Conducts/assists in the overall training of new Medical Information personnel and students in graduate experiential programs to ensure key activities are incorporated as part of the training.
Dedicated to continuous learning to broaden therapeutic area knowledge and pharmaceutical industry acumen.
Participates in coverage for MI inquiry management after business hours, as needed.
Must be a strong team player and be willing to work in an environment where individual initiative and accountability to the team are required.
Must be able to work with limited day-to-day supervision.
Excellent written and verbal communication skills including presentation skills.
Demonstrates flexibility in response to changing needs and competing demands.

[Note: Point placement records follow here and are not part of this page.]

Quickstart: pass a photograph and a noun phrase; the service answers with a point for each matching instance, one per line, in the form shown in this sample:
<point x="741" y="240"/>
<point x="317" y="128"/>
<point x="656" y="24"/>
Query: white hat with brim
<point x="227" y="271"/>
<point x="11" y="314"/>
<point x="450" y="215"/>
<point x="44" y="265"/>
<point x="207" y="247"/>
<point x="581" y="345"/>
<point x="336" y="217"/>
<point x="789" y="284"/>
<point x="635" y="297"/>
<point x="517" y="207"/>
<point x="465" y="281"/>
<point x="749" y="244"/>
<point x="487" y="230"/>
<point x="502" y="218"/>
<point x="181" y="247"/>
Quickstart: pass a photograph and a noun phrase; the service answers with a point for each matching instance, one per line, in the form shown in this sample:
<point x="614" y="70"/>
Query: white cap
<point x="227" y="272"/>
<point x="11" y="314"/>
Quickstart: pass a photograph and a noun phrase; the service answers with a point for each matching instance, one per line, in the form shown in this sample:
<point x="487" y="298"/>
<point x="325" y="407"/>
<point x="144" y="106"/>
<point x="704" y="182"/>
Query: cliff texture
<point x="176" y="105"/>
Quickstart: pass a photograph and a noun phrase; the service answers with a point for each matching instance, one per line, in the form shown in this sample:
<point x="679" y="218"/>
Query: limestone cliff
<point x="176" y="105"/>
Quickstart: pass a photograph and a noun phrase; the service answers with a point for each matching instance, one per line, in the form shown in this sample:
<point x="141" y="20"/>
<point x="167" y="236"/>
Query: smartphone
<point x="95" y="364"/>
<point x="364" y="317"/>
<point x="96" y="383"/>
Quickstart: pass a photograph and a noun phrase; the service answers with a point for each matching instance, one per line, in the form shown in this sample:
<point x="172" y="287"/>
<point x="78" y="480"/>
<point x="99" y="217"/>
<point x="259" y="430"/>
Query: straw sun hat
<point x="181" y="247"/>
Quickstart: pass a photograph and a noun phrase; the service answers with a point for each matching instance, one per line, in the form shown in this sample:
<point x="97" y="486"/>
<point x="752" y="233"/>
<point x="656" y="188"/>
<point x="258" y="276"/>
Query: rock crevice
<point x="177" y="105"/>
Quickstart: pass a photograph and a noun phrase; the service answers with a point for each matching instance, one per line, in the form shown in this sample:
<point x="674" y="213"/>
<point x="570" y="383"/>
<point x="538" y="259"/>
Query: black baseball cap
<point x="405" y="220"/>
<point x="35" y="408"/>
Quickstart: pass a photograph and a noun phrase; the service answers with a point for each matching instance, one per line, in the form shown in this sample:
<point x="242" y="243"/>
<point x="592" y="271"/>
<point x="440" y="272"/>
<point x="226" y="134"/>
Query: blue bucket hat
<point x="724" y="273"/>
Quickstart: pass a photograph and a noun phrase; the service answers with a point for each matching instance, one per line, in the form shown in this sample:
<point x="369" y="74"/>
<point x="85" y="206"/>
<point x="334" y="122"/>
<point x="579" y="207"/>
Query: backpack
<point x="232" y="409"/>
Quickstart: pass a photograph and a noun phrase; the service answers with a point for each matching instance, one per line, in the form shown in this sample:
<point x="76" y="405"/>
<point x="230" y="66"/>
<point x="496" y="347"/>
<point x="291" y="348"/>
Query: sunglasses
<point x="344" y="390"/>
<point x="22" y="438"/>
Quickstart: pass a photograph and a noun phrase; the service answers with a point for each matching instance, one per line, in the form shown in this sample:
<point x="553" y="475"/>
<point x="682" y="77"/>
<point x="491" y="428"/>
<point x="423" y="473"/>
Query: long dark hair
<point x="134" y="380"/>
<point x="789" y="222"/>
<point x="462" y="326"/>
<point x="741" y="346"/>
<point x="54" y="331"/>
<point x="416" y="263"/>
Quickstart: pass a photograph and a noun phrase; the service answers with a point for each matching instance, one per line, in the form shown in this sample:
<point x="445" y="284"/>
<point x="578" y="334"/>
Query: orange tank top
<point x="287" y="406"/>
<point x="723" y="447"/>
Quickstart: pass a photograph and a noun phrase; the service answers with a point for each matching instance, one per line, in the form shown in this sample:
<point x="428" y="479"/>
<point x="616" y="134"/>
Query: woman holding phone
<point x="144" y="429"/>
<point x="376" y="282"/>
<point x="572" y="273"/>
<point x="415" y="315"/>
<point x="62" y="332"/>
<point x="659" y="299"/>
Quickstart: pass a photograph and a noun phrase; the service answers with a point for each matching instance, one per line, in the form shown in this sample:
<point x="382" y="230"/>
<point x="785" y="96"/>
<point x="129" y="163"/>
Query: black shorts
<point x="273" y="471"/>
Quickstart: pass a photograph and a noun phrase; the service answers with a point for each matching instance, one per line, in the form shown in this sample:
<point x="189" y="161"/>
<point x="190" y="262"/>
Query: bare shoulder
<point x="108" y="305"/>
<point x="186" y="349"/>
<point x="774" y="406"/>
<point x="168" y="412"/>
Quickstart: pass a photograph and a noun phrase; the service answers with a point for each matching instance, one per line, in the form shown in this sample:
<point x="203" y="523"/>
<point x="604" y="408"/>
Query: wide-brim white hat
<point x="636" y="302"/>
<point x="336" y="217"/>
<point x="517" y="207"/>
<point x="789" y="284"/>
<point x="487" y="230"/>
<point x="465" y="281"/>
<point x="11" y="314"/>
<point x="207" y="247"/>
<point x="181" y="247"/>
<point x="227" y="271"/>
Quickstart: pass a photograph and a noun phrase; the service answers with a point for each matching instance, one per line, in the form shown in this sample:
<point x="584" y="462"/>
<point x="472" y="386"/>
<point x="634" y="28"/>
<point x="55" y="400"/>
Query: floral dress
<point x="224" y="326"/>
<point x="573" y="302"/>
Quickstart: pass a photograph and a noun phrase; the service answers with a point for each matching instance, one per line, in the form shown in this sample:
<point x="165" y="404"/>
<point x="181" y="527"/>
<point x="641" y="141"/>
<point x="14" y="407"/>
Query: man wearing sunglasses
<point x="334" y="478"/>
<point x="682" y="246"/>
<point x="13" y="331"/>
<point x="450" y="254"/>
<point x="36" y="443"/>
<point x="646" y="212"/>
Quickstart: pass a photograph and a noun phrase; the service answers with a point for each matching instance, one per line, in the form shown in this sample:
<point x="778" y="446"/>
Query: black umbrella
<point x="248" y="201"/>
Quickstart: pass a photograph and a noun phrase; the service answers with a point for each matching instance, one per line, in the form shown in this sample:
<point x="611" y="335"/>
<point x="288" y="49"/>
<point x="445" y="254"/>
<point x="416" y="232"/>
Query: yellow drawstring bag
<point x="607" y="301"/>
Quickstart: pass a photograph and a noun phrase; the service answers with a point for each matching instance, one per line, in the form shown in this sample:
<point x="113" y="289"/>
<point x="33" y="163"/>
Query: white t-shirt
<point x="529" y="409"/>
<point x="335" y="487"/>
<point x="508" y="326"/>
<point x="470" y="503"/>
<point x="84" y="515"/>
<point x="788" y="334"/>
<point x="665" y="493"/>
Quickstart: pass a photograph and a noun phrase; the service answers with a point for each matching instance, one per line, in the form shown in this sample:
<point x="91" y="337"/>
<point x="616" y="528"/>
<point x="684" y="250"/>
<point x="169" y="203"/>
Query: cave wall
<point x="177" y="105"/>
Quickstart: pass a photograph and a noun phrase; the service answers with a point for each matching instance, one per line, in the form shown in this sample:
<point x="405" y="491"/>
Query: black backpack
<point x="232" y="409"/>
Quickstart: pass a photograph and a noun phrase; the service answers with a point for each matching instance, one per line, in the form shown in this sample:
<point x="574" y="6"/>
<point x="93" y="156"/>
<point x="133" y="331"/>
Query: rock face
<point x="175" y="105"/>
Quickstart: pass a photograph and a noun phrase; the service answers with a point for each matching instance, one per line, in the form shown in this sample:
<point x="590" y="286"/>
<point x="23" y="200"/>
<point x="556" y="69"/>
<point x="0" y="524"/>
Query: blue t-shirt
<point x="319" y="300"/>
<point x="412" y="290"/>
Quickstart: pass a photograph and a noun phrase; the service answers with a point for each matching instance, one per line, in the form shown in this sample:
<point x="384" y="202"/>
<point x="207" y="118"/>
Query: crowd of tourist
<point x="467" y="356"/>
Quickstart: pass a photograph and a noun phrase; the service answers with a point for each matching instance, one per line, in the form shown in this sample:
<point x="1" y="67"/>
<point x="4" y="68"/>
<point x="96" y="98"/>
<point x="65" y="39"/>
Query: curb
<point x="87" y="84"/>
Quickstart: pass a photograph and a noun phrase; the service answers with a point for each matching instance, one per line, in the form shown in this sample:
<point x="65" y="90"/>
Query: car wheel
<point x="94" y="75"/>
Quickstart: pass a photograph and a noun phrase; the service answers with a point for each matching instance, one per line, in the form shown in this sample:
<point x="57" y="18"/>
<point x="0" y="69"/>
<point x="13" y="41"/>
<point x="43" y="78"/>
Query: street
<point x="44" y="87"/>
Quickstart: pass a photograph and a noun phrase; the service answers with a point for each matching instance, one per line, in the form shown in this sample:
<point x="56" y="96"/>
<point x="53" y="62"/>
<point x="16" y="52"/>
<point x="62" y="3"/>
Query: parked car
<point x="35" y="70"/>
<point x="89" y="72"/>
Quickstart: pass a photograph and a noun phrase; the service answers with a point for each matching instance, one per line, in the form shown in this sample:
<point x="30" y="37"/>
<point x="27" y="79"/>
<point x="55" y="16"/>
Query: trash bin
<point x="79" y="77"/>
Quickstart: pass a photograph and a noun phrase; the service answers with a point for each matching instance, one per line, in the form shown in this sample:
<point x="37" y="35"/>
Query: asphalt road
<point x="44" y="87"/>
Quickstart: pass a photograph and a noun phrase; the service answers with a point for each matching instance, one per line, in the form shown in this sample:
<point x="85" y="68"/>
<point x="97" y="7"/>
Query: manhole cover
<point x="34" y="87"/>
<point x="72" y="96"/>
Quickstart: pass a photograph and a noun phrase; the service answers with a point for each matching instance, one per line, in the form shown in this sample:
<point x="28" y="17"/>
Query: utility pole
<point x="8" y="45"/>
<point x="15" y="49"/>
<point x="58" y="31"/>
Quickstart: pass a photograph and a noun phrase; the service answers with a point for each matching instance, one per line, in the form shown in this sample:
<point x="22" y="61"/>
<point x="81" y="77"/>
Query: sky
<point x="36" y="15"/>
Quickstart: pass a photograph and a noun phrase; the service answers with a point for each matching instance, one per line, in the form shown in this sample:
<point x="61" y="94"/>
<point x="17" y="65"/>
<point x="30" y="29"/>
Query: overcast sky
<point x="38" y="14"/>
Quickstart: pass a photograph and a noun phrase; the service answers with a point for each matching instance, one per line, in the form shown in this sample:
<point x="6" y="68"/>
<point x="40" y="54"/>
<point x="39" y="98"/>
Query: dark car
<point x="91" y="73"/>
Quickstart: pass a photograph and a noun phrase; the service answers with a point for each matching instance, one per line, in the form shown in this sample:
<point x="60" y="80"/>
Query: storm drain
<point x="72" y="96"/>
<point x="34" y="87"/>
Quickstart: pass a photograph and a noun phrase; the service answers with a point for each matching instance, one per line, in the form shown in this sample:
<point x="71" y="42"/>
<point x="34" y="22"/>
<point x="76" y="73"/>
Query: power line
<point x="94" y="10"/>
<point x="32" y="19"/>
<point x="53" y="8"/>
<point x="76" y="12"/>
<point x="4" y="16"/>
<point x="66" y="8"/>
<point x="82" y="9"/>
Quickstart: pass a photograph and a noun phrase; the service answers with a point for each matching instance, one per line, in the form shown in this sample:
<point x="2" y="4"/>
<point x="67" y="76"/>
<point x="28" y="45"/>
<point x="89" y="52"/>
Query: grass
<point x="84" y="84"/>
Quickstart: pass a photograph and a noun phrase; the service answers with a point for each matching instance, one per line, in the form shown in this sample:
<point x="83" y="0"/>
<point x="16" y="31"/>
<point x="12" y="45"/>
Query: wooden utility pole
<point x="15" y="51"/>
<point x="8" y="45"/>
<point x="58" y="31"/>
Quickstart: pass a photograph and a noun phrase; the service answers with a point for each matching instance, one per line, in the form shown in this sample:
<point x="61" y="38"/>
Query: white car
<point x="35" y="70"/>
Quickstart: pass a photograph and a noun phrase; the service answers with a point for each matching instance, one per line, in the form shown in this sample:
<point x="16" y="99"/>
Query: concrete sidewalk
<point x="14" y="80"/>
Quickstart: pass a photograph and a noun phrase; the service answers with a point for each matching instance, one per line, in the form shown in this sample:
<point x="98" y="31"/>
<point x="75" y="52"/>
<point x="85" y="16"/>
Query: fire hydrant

Must Demonstrate a positive attitude.
Ability to multi task and prioritize projects effectively.
Excellent organizational skills.
Proficient in MS office applications.
Some travel required to represent company at medical conferences, presentations, and other meetings.
Self-motivated with exceptional follow through.
Effective interpersonal skills.
Celgene is committed to equal opportunity in the terms and conditions of employment for all employees and job applicants without regard to race, color, religion, sex, sexual orientation, age, gender identity or gender expression, national origin, disability or veteran status. Celgene complies with all applicable national, state and local laws governing nondiscrimination in employment as well as employment eligibility verification requirements of the Immigration and Nationality Act. All applicants must have authorization to work for Celgene in the U.S.COMMITTED TO IMPROVING THE LIVES OF PATIENTS WORLDWIDE
At Celgene, we seek to deliver truly innovative and life-changing drugs for our patients. Our vision as a company is to build a major global biopharmaceutical corporation while focusing on the discovery, the development, and the commercialization of products for the treatment of cancer and other severe, immune, inflammatory conditions.
“At Celgene, we seek to deliver truly innovative and life-changing drugs for our patients.”
There are more than 300 clinical trials at major medical centers using compounds from Celgene. Investigational compounds are being studied for patients with incurable hematological and solid tumor cancers, including multiple myeloma, myelodysplastic syndromes, chronic lymphocytic leukemia (CLL), non-Hodgkin’s lymphoma (NHL), triple-negative breast cancer and pancreatic cancer. As committed as we are to clinical accomplishment, we are equally committed to patient support, which is a guiding principle at Celgene. We believe all who can benefit from our discoveries should have the opportunity to do so. Celgene puts patients first with industry-leading programs that provide information, support and access to our innovative therapies.